The delay in concluding the talks, negotiators said in Nairobi last week, was occasioned mainly by a dispute over a clause on export tax and most favoured nation treatment (MFN).

READ: EU’s push for MFN clause ‘dangerous’

If signed, the MFN will prevent all the signatories from entering into bilateral talks with other partners on areas where the EU does not enjoy preferential terms. Negotiators said the EU has been keen on the clause to insulate itself against emerging economies like India and China.

“Despite several negotiation sessions at technical and senior official levels, both parties have divergent views on these articles on MFN,” said Kenya’s Trade Permanent Secretary Abdulrazaq Ali.

“EAC negotiators have maintained that they need policy flexibility on issues of export tax to allow value addition and industrial development,” he said adding the MFN clause introduces disincentives for the region to negotiate agreements with other developing countries.

According to Aileen Kwa, trade for development programme co-ordinator at South Centre, an international policy institution, the EU is demanding that 82 per cent or more of trade in the EPAs agreement be liberalised. “This will be a threat to local production and industrial development,” said Ms Kwa.

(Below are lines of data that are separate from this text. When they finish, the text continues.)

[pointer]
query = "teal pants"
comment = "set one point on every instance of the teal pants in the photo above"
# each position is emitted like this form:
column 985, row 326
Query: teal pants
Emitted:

Some of the sectors where current production will be at risk are processed oil products, chemical products for agriculture, medicines, vaccines and antibiotics.

“EAC should be allowed to liberalise its sector according to its level of development,” she said. The EU is also demanding that developing countries stop levying export taxes on raw materials.

“EAC wants to be able to impose temporary new taxes with regard to revenue, food security or environmental protection. But EU wants to have consultations before this can be done,” noted Ms Kwa.

EPAs negotiations started at ACP level and in 2003, the negotiations were moved to regional level.

Kenya, Rwanda, Burundi and Uganda were negotiating in the East and Southern African configuration under the coordination of Comesa while Tanzania was negotiating under SADC. In 2007, all the EAC partners agreed to negotiate as a bloc.